A new artificial intelligence (AI) tool from Google can now generate music in any genre from text prompts, and can even transform a whistling or humming melody into other instruments. According to Google Research, the technology, called MusicLM, is a text-to-music generation system. He works by analyzing the text and deciphering the scale and complexity of the composition.
“We present MusicLM, a model generating high-quality music from textual descriptions such as ‘a soothing violin melody backed by a distorted guitar riff,'” the research paper says. “We demonstrate that MusicLM can be conditioned by both text and melody, as it can transform whistling and humming melodies according to the style described in a text caption,” he added.
According to the paper, MusicLM was trained on a dataset of 280,000 hours of music to learn to generate coherent songs from textual descriptions and pick up nuances such as mood, melody and instrumentation. Its capabilities extend beyond generating short song clips. Google researchers have shown that the system can be based on existing melodies, whether hummed, sung, whistled or played on an instrument.

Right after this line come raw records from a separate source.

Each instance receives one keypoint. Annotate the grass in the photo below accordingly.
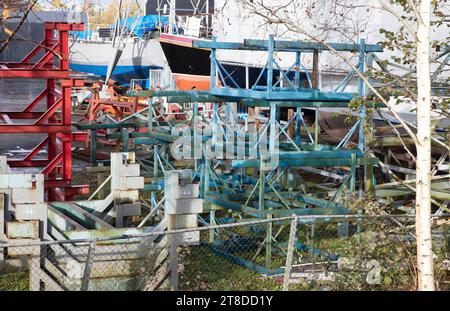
(14, 281)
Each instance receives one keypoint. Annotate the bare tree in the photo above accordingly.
(412, 44)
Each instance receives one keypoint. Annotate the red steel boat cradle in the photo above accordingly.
(49, 60)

In addition, according to the research, MusicLM can also take several descriptions written in sequence—for example, “time to meditate,” “time to wake up,” “time to run,” and “time to give 100%”—and create something like a melodic “story” or narrative up to several minutes long. It can also be instructed by a combination of picture and caption, or generate audio that is “played” by a specific type of instrument in a specific game.
Also read | NASA’s Hubble Space Telescope discovers a black hole twisting a donut-shaped star
It should be noted that Google is not the first company to do this. According to TechCrunch, projects like OpenAI’s Jukebox or Riffusion, an artificial intelligence that can generate music by visualizing it, and Google’s own AudioLM have all tried their hand. However, due to technical limitations and limited training data, no one has been able to create songs particularly complex in composition with high fidelity. So the researchers believe that MusicLM is perhaps the first that can.
“MusicLM transforms the conditional music generation process as a hierarchical sequence-to-sequence modeling task and generates music at 24kHz that remains constant for several minutes. Our experiments show that MusicLM outperforms previous systems in terms of both sound quality and adherence to textual description,” the Google researchers said in the paper.
But MusicLM isn’t flawless. For starters, some of the sample music Google released in its research paper is of distorted quality. While the system can technically generate vocals, they are often synthesized and sound meaningless, according to TechCrunch. Another drawback is the sometimes compressed nature of the sound quality, a byproduct of the training process.
Also read | American woman found dead 50 years ago identified through crowd-funded DNA test
The Google researchers also noted the numerous ethical challenges posed by a system like MusicLM, including a tendency to include copyrighted training data material in the generated songs. During an experiment, the researchers found that about 1% of the music generated by the system was directly reproduced from the songs it was trained on. That threshold is apparently high enough to discourage Google researchers from running the latest AI system in its current state.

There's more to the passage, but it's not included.